Tacitly referencing the band’s history with its title as it brushes the cobwebs off beloved sonic signatures, From Zero is wisely, almost self-consciously balanced. “Two Faced” and “IGYEIH” are both period pieces, the former embracing the 1999 sound — serrated start-stop riffs, percussive rap verses, and misanthropic shouts jousting with scratches during the breakdown — and the latter revisiting the impossibly catchy 2004 iteration. “The Emptiness Machine” and “Cut the Bridge” revisit the skate-punk airs that peppered 2007’s Minutes to Midnight. The poppy, divisive One More Light sound resurfaces for “Overflow” and “Stained,” where Shinoda sings and raps like one of his genre-hybridizing successors while guitars swell instead of stab.
Armstrong brings rewarding tension to an established compositional squad bear hugging its pet sounds. Her lyrics tap into frustrations in relationships without narrative hand-holding. The grit effected in noisy vocal performances vanishes in a clean tone that’s more ephemeral than that of her predecessor. The haunting quiet of “Overflow” feels less forced than the bristlier Punk Goes Pop dynamics nagging the airier Light songs; the slick, belting choruses of “Stained” and “Two Faced” suggest a dark-pop pathway available to a singer like Katy Perry in the future. From Zero is aware of the pliability of alternative as a concept in the era where Billie Eilish records occupy the same genre charts as the Foo Fighters, and Nick Cave and Clairo are vying for the same Grammy. Trouble spots arise as songs lean tackily into nostalgia. “Cut the Bridge” is too thirsty for a sip of the glory of Midnight’s “What I’ve Done” and “Bleed It Out,” and “Casualty” grates, simulating the angular aggression of 2014’s The Hunting Party. The gruff verses in the latter still convey the sense that Shinoda thrives with an alternatingly coarser and softer vocal counterpart.

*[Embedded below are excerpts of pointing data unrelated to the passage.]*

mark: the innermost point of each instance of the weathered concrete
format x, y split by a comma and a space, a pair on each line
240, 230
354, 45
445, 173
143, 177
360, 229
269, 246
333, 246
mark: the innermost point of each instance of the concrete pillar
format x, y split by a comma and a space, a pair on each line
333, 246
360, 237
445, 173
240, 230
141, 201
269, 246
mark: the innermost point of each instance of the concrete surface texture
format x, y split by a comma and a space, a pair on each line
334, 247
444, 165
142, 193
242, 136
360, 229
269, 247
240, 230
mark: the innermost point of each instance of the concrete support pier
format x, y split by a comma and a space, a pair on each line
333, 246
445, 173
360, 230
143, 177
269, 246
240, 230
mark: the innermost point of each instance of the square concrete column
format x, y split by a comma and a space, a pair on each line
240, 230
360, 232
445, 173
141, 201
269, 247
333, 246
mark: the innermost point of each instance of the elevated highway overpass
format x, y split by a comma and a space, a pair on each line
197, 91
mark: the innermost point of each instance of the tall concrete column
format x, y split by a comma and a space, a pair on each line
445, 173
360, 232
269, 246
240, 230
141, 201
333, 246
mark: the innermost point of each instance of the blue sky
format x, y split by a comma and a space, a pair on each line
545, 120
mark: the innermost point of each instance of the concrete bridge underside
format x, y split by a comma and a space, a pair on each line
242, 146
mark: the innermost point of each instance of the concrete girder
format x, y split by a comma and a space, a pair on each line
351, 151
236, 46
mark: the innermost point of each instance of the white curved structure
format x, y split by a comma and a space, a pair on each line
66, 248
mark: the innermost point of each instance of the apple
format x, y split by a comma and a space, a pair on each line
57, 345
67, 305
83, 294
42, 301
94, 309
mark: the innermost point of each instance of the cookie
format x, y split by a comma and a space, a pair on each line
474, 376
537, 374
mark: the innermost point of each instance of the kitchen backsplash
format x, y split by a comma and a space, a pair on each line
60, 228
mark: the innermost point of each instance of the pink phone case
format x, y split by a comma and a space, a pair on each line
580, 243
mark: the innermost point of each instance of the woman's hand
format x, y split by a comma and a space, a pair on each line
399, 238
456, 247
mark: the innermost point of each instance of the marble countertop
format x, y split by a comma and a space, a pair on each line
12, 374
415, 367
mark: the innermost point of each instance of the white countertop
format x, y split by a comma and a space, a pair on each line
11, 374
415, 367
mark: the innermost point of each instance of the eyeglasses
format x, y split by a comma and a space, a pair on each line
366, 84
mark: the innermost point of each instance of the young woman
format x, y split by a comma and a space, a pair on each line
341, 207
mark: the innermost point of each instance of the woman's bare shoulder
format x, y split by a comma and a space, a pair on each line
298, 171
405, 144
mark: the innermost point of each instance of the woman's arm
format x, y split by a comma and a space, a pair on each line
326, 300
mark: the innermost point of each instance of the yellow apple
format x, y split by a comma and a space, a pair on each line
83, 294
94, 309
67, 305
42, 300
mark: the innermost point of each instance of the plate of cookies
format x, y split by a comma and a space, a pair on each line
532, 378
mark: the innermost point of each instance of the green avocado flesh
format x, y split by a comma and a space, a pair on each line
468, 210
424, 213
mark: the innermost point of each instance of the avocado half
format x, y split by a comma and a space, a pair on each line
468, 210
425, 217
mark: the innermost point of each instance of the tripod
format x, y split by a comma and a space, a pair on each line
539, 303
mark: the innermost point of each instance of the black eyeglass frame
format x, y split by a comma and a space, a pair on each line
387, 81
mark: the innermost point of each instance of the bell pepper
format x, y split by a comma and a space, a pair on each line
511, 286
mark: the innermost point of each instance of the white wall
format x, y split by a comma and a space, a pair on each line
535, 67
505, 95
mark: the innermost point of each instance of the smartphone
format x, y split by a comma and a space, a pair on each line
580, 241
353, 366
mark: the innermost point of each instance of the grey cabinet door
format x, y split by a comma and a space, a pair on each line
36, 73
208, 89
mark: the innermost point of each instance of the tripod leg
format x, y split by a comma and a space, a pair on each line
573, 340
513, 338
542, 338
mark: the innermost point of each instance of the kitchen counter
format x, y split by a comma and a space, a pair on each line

The effort that went into threading appeals to apologists for every era of Linkin Park across From Zero makes the points that haven’t been addressed stand out. It’s like no one wanted to say anything that will derail the good vibes, and it sucks that a haze of nose-crinkling lore and unanswered questions preceded songs like “IGYEIH” and “Two Faced,” perfect blasts of aughts-era sports-game soundtrack abrasiveness. But to love a band is to understand it as a web of intersecting interests. To want the best for Linkin Park is to see Shinoda, Hahn, and bassist Phoenix fulfilled; to appreciate the needs of non-touring guitarist Brad Delson and the wish of original drummer Rob Bourdon to leave kit duties behind; and to make sure Emily Armstrong and Colin Brittain get a fair shake while protecting Bennington’s memory and next of kin. You can’t keep everyone on the same page forever; you can strive to make grace a bottom line. Maybe there was never a path to reviving Linkin Park that wouldn’t get mired in a thicket of alternatingly reasoned and conspiratorial tiffs and accusations at one point or another. But one wonders whether as many people would be thrown off if the band eased off the gas in the sharper turns they made on a road to reinvention.